The above code fails because the start and end variables are not convertible to Expr types:

error[E0277]: the trait bound `polars_lazy::dsl::Expr: std::convert::From<&chrono::NaiveDateTime>` is not satisfied
   --> src/utils.rs:32:24
    |
32  |                 .gt_eq(start)
    |                  ----- ^^^^^ the trait `std::convert::From<&chrono::NaiveDateTime>` is not implemented for `polars_lazy::dsl::Expr`
    |                  |
    |                  required by a bound introduced by this call
    |
    = help: the following other types implement trait `std::convert::From<T>`:
              <polars_lazy::dsl::Expr as std::convert::From<&str>>
              <polars_lazy::dsl::Expr as std::convert::From<bool>>
              <polars_lazy::dsl::Expr as std::convert::From<f32>>
              <polars_lazy::dsl::Expr as std::convert::From<f64>>
              <polars_lazy::dsl::Expr as std::convert::From<i32>>
              <polars_lazy::dsl::Expr as std::convert::From<i64>>
              <polars_lazy::dsl::Expr as std::convert::From<polars_lazy::dsl::AggExpr>>
              <polars_lazy::dsl::Expr as std::convert::From<u32>>
              <polars_lazy::dsl::Expr as std::convert::From<u64>>
    = note: required for `&chrono::NaiveDateTime` to implement `std::convert::Into<polars_lazy::dsl::Expr>`
note: required by a bound in `polars_plan::dsl::<impl polars_lazy::dsl::Expr>::gt_eq`
   --> /home/username/.cargo/registry/src/github.com-1ecc6299db9ec823/polars-plan-0.28.0/src/dsl/mod.rs:258:21
    |
258 |     pub fn gt_eq<E: Into<Expr>>(self, other: E) -> Expr {
    |                     ^^^^^^^^^^ required by this bound in `polars_plan::dsl::<impl Expr>::gt_eq`

Notes:

  • I have seen this answer which does not suit me because it implies using .hours().minutes().seconds() whilst there should be a way to simply use a single DateTime variable.
  • I have this other answer which does not suit me either because it uses a DataFrame instead of a LazyFrame.
  • The solution does not especially have to be inline.
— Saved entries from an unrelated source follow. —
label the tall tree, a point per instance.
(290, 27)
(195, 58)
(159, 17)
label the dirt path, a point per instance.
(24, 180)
Meaning the final signature of that function could very well be pub fn get_range_lazy(df: DataFrame, start: &NaiveDateTime, end: &NaiveDateTime) -> Result<DataFrame, PolarsError> if it does not imply a performance loss.

Here is the doc of the polars DSL.


Solution

  • I love the compiler errors in rust, they are so instructive as to the problem, and often even point to a solution! Like in this case, where they are telling you clearly that the trait bound is not satisfied but there are numerous implementations from integer types. To use the NaiveDatetime type we need only to cast the values to an appropriate integer value first. For example:

    df.filter(
        col("timestamp")
            .gt_eq(start.timestamp_millis())
            .and(
                col("timestamp").lt(end.timestamp_millis()),
            ),
    )
    

    where I have used timestamp_millis() here as "timestamp" is in ms--your case may vary, of course.